A me la violenza da parte delle donne così crudele e programmata fa orrore, più che quella maschile. Chissà perchè


----------



## Micia (1 Settembre 2010)

brugola ha detto:


> segnalata per l'errore :mrgreen::mrgreen:
> ah micia..credo di amarti



..eh,,bella mia brugo...qui se non ci si ama so' cazzi ...c'è troppa bruttezza in giro....

forse è stato sempre cosi e non ce ne eravamo accorte perchè eravamo troppo giovani..o forse perchè non avendo subito la guerra non siamo "abituati" ( terribile solo a pensarlo) a certe cose cosi raccapriccianti...

io penso a quella cretaura che ha assistito a tutto quello...di due anni...ancora col pannolone....
povera creatura..

ti viene voglia solo di prendertela con qualcuno lassu' che non ci vede mai un cazzo.

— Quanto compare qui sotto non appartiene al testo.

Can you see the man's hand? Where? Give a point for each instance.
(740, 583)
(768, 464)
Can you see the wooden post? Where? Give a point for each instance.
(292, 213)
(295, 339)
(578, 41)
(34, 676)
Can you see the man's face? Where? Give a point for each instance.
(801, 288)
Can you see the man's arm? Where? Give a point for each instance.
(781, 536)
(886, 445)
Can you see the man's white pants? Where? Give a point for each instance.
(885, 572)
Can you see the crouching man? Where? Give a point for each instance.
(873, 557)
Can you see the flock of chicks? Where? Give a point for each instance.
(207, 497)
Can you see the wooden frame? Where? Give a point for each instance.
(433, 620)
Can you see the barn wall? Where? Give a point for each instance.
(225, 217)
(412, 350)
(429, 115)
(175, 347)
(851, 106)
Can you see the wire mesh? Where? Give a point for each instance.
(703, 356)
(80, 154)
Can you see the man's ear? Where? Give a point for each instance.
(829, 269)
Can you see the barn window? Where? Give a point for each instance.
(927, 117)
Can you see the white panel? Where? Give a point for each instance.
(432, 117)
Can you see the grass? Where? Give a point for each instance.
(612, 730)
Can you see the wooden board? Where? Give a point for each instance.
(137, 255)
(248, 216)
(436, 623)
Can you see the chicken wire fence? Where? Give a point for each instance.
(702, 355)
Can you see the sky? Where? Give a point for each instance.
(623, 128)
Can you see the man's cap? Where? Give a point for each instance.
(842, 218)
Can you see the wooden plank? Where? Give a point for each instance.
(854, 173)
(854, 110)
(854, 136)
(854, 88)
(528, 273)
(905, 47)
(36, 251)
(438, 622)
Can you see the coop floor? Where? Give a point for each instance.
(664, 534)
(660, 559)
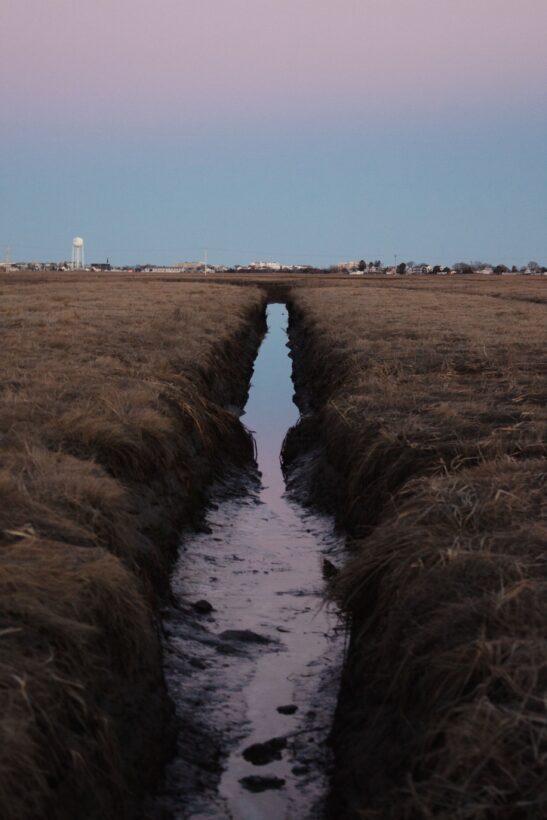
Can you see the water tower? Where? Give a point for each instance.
(77, 253)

scusate...ma ...quando penso a quello che subiscono i bimbi..a me parte solo la bestemmia....sono sincera, non è da giustificare ma ..è cosi...


----------



## Micia (1 Settembre 2010)

Abigail ha detto:


> già, che sgomento.
> A me la violenza da parte delle donne così crudele e programmata fa orrore, più che quella maschile. Chissà perchè


eh si...la pensavo anche io questa cosa...


----------



## Lettrice (1 Settembre 2010)

miciolidia ha detto:


> ..eh,,bella mia brugo...qui se non ci si ama so' cazzi ...c'è troppa bruttezza in giro....
> 
> forse è stato sempre cosi e non ce ne eravamo accorte perchè eravamo troppo giovani..o forse perchè non avendo subito la guerra non siamo "abituati" ( terribile solo a pensarlo) a certe cose cosi raccapriccianti...
> 
> ...


Bona e' in vacanza da una vita...


----------